21 Temmuz 2010 Çarşamba

Sözün bittiği yer / Mehmet Kamış

2007 Haziran'ında Türkiye'de çok tartışılan Hudson konferanslarından birinde Amerikalılar, "PKK'nın bazı yöneticileri tutuklanıp Türkiye'ye teslim edilirse acaba Türkiye'deki sorun çözülür mü?" diye bir öneri ortaya atıyor.

Toplantıya katılan Kubat Talabani'ye göre, Türkiye'nin Washington Konsolosluğu Askerî bölümündeki temsilcilerden birisi öneriye karşı çıkıyor. Bu kişi Balyoz darbe planından dolayı yargılanan emekli Tuğgeneral Süha Tanyeri...

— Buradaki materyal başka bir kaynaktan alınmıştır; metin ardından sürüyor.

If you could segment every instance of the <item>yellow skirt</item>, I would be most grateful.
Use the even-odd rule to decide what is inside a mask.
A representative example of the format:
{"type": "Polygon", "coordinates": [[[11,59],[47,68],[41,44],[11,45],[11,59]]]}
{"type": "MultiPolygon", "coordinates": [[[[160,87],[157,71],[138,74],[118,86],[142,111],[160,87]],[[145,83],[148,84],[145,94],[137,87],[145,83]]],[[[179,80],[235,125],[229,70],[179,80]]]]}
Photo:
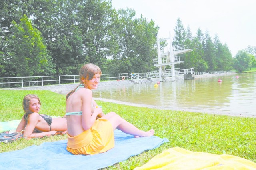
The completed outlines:
{"type": "Polygon", "coordinates": [[[75,155],[93,155],[104,152],[115,146],[111,123],[97,119],[90,129],[75,136],[68,135],[67,150],[75,155]]]}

Aynı Süha Tanyeri, Balyoz darbe planı iddianamesinde yer alan bilgilere göre, plan semineri hazırlık notlarında, bölgede PKK-KADEK ile işbirliği yapmayı da öneriyor. PKK'nın üst düzey yöneticilerinin tutuklanmasına karşı çıkan Tanyeri, daha da ileri giderek onlarla işbirliği içinde çalışmak gerektiğini söylüyor.

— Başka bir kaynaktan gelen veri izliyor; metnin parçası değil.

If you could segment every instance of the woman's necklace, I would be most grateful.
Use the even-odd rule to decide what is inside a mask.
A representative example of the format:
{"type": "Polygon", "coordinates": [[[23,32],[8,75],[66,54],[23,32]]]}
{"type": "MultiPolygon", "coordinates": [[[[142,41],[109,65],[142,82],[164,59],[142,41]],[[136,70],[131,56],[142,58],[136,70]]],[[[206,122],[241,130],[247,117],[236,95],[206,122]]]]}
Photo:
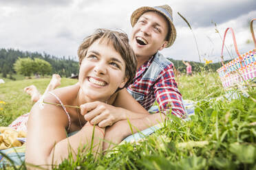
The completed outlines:
{"type": "Polygon", "coordinates": [[[81,123],[81,121],[80,120],[80,112],[79,112],[79,110],[78,110],[79,108],[76,108],[76,113],[77,113],[77,115],[78,116],[78,121],[79,121],[79,123],[80,123],[80,127],[82,128],[82,123],[81,123]]]}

Bu önerilerin sadece öneri olarak kalmadığı, her geçen gün daha çok ortaya çıkıyor. Geçen hafta Bugün gazetesinin gündeme getirdiği ve bugüne kadar Genelkurmay tarafından yalanlanmayan iddialara göre, Hava Pilot Yarbay S.S.Ç.'ye telefon açan Hava Pilot Üsteğmen F.Ç., PKK'lı teröristlerden 'kendi adamlarımız' diye bahsederek insansız hava aracı Heronlar yüzünden çok zayiat verdiklerini söylüyor ve "Ya koordinatları değiştirin ya da düşürün." diyor. Ancak okuyanın dehşete kapıldığı bu konuşmanın ötesinde başka bir bilgi daha gündeme geliyor ki çok vahim. O da; söz konusu üsteğmenin Genelkurmay İstihbarat Daire başkanı ile irtibatlı çıkması...

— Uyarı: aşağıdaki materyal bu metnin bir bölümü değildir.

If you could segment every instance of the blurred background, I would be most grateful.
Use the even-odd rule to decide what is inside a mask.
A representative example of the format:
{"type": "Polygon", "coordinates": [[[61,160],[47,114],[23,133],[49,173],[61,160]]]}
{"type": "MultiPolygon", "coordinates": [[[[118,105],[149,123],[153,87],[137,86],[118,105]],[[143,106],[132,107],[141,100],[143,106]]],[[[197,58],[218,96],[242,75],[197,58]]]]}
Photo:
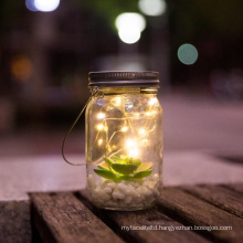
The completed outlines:
{"type": "MultiPolygon", "coordinates": [[[[0,155],[60,154],[94,71],[158,71],[165,149],[243,158],[243,1],[0,1],[0,155]]],[[[84,152],[84,117],[70,152],[84,152]]]]}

Hep sorduğumuz soruyu sormaya devam edelim; Güneydoğu'da gerçekten neler oluyor? Bu kadarcık bilgiler ışığında Güneydoğu'da çocuklarımızın şehit olduğu olaylara yeniden bakıyoruz ve orada çok karışık işlerin döndüğü yolundaki şüphelerimiz her geçen gün daha da artıyor.

PKK, statükonun dümen suyunda, onun tam istediği şekilde eylemlerine devam ediyor. Ama herkes artık olayların çok daha fazlaca farkında! AB-Türkiye Karma Parlamento Komisyonu Eşbaşkanı Helene Flautre, Zaman'a yazdığı yazıda son saldırılarla, PKK'nın temsil ettiğini ileri sürdüğü Kürtlere yönelik açılım politikalarını tıkadığını, bunun da derin devlet gibi derin PKK olgusunu ortaya çıkardığını vurguluyordu. Bu tespitler, 'Güneydoğu'da neler oluyor?' sorusunu Avrupa'nın da yüksek sesle sormaya başladığını, en tarafsız kaynakların bile PKK'nın gerçekte kime hizmet ettiğinin farkına vardığını göstermesi bakımından çok önemli.

Bilindiği gibi Türkiye referandum sürecine girerken, PKK bir gerekçe bularak ateşkesi bozdu ve saldırılara yeniden başladı. PKK ve BDP aynı zamanda anayasa referandumuna hayır kampanyası da yürütüyor. BDP, tabanın seçim sandığında söz dinlemeyip evet oyu vermesinden korktuğundan dolayı seçimi boykot edeceğini açıklamıştı. Ancak 'hayır' oylarının az kalacağından şüphe eden bir kısım merkezler onlara sandığa gitmelerini ve tabanın 'hayır' oyu vermelerini sağlamalarını isteyebilir. Yakın bir zamanda 'hayır' oyları daha çok olsun diye BDP seçim boykotunu kaldırabilir. Bu da BDP'nin ve İmralı'nın gerçekte kimin dümen suyunda hareket ettiğini daha çok gözler önüne serecek.

Güneydoğu'da her gün çocuklarımız şehit oluyor, o bölgede her konudaki ihmal diz boyu. Ama Genelkurmay İstihbarat Daire başkanına teröristlerden bahsedilirken 'bizim çocuklar' diye bahsedilmesi, sözün bittiği yeri gösteriyor. Sahiden neler oluyor bu ülkede!